Bankruptcy & Taxes

Bankruptcy can discharge income taxes if the debt meets code requirements.  The general rule is that taxes must be three years old, have been filed more than 2 years prior to filing bankruptcy, and have been assessed by the tax authority more than 240 days prior to filing the bankruptcy.

The three year rule for determining dischargeable income taxes is tied directly to the due date of the return, which means the bankruptcy filing date must take into consideration any extensions filed by the debtor.  Similarly, the 240 day assessment may be suspended or reset if there are any appeals, offer and compromise, or previous bankruptcies that toll or otherwise impede the ability for the taxing authority to assess and collect the debt.

If a tax debt is discharged, any existing tax lien(s) still remain.  Tax liens attach to all real and personal property, despite their possible exempt status.  If a debtor’s assets are minimal in nature, a request can be made for an administrative discharge, which is a request to the IRS for a voluntarily release of the tax lien.

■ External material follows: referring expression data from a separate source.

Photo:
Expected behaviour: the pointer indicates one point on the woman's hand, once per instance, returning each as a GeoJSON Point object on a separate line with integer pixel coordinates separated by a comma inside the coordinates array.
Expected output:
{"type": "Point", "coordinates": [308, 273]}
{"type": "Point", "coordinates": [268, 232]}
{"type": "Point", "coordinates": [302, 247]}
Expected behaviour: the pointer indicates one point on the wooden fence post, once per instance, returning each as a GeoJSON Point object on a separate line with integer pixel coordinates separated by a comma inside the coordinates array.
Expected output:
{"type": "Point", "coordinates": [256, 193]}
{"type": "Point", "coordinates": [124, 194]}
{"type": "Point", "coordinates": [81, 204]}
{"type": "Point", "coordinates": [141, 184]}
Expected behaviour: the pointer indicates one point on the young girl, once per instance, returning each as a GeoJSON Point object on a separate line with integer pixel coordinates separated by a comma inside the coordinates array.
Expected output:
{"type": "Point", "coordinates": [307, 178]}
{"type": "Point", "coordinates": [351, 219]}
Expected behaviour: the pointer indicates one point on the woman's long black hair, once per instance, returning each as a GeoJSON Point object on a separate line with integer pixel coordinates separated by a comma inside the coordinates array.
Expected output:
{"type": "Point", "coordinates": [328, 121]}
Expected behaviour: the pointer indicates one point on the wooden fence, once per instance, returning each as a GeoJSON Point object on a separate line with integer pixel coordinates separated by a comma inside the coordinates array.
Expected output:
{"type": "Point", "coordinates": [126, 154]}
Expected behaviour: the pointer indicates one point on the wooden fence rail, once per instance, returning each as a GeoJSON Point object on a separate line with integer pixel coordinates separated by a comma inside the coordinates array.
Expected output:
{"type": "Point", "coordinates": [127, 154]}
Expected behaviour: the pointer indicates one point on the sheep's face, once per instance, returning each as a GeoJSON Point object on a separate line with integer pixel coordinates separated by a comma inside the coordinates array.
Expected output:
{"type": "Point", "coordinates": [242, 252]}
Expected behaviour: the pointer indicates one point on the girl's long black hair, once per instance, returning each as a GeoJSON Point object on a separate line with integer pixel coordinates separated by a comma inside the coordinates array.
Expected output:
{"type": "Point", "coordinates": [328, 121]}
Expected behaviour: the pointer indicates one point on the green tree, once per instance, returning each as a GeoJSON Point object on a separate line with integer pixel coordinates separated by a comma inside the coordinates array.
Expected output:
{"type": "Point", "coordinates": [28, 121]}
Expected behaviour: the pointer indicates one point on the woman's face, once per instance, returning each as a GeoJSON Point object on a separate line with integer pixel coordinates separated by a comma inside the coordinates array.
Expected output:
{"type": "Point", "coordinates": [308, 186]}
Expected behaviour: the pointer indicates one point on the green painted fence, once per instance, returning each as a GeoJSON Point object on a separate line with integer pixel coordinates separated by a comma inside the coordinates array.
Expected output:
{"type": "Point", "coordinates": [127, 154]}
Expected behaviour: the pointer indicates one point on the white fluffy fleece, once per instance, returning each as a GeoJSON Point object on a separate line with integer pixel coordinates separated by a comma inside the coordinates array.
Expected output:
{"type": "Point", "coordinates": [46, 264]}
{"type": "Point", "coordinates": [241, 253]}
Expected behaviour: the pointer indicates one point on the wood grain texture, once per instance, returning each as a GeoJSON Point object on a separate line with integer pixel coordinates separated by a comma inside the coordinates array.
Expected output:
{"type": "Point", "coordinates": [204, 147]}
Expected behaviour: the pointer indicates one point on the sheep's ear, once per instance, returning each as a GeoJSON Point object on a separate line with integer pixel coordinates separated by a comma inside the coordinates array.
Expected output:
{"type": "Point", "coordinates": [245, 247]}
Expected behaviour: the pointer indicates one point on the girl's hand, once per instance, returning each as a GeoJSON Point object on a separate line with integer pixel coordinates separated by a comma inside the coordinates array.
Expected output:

Interest on income tax debt continues to incur up to the filing of the bankruptcy, and will continue to incur through the bankruptcy if the tax is non-dischargeable.  The general rule is that the interest is dischargeable to the same extent that the underlying income tax debt is dischargeable.  The same can hold true for tax penalties.  However, some taxing authorities treat interest and penalties differently and have the premise that if income taxes are dischargeable in nature, as are interest and penalties.

Though income tax may be discharged in a Chapter 7 bankruptcy, the broadest tax discharge is accomplished through filing and completing a Chapter 13 plan, which would discharge even taxes that fail the 2 year rule for late filed returns.